Now you’re finally ready to export the data from the database. Connect to the EC2 linux machine and cd to the directory the encrypted volume is mounted on. Type in the following command to dump the database from the old non-encrypted MySQL RDS instance:

mysqldump –opt –events –routines –triggers –user=(username)-p –host=(hostname) (database name) > (database name).sql

Of course you’ll want to replace the username, hostname, and database names (everything in parenthesis) with real values. You will be prompted for the password. This command includes everything you’ll need from your old database. More information, or if you want to include multiple databases from the same MySQL server, can be found here on the mysqldump command: http://dev.mysql.com/doc/refman/5.7/en/mysqldump.html

Then to import the data into your new encrypted database, use the following command:

mysql –user=(user) -p –host=(hostname) -e “drop database if exists (database name); create database (database name); use (database name); source (database name).sql;”

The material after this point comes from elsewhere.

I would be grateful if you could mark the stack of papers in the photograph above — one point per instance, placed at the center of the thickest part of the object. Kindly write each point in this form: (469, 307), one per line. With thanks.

Note that the export is usually very fast, but the import is slower. Also note that if you changed the username from what it was in the old database, you’ll need to modify all instances of the username in the .sql file dumped from mysql dump. In order to accomplish that, try this sed command:

sed -i “s/\`(old username)\`@\`%\`/CURRENT_USER/g” (database name).sql

Lastly, after the export and import are finished, update the hostnames of the old databases with the new ones in all your applications. Try out your applications to ensure your new databases are being queried. And once everything checks out, at this point you are ready to update your live applications and put them back online!